A member of the Dominican order, Schönborn comes from a family of Bohemian nobility that gave him a sense of “noblesse oblige.” Pope John Paul signaled his respect for him by making him the editor of the new church catechism issued in the 1990s.
Angelo Scola (Italian),
born Nov. 7, 1941
Venice’s Scola is the first cardinal from Communion and Liberation, one of the conservative church movements that have enjoyed special support under John Paul. Promoted in 2003, he is regarded as an open-minded conservative and a good administrator.
Scola, who is fluent in English after studying at the Catholic University of America in Washington, D.C., was a professor and rector at the Lateran University.
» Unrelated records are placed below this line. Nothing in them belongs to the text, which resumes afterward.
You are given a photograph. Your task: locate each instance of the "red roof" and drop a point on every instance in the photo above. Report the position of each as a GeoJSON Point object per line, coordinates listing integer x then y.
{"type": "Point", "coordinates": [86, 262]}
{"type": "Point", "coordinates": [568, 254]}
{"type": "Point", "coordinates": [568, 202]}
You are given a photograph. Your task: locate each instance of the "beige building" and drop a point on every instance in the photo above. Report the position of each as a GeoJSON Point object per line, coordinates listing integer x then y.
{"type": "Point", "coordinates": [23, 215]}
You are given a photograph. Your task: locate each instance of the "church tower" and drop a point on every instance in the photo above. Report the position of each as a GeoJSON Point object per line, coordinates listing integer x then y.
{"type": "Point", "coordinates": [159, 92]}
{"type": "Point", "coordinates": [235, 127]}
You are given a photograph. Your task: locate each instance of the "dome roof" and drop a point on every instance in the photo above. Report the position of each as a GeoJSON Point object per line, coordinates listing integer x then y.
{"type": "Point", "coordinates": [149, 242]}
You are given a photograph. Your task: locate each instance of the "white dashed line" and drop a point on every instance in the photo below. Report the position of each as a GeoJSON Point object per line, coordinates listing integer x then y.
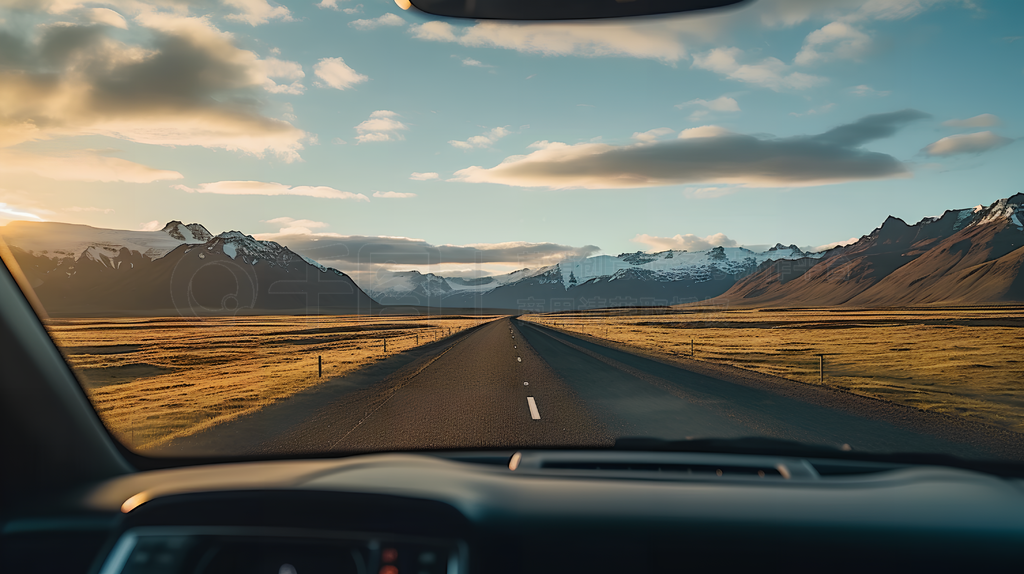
{"type": "Point", "coordinates": [534, 412]}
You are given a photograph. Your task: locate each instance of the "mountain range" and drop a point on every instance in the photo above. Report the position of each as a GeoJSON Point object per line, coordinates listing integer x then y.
{"type": "Point", "coordinates": [181, 270]}
{"type": "Point", "coordinates": [965, 257]}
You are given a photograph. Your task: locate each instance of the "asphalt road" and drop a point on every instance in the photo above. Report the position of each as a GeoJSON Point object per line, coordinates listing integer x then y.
{"type": "Point", "coordinates": [510, 384]}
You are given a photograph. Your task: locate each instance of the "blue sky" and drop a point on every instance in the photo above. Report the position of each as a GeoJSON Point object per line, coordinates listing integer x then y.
{"type": "Point", "coordinates": [569, 138]}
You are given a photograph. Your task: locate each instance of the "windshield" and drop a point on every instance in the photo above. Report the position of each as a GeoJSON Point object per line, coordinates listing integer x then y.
{"type": "Point", "coordinates": [260, 228]}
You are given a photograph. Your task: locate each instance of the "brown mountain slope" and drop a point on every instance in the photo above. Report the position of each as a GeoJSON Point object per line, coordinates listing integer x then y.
{"type": "Point", "coordinates": [970, 256]}
{"type": "Point", "coordinates": [976, 265]}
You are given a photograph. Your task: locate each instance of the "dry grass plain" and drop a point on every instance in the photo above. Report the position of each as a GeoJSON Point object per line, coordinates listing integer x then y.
{"type": "Point", "coordinates": [961, 361]}
{"type": "Point", "coordinates": [152, 380]}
In 1995, he became head of its John Paul II Institute on Marriage and the Family.
He is said to have helped draft recent encyclicals in which the pope restated his strong defense of traditional Catholic teaching on moral issues.
Dionigi Tettamanzi (Italian),
born March 14, 1934
Tettamanzi, who heads the powerful archdiocese of Milan, tops the list of Italian favorites.
An intellectual, former seminary rector and prolific writer who helped Pope John Paul compose some of his encyclicals, the “little Lombard” has a lot of friends and few enemies.
A theological conservative, he firmly backed Pope Paul VI’s 1968 encyclical “Humanae Vitae” banning artificial birth control.
Before moving to Milan, he was archbishop of Genoa and also served as head of the Italian bishops’ conference.
Tettamanzi defended anti-globalization protesters during a G8 summit in 2001 and has championed the fight against AIDS in Africa. Unusual for a cardinal, he is not a linguist and has not traveled much outside Italy.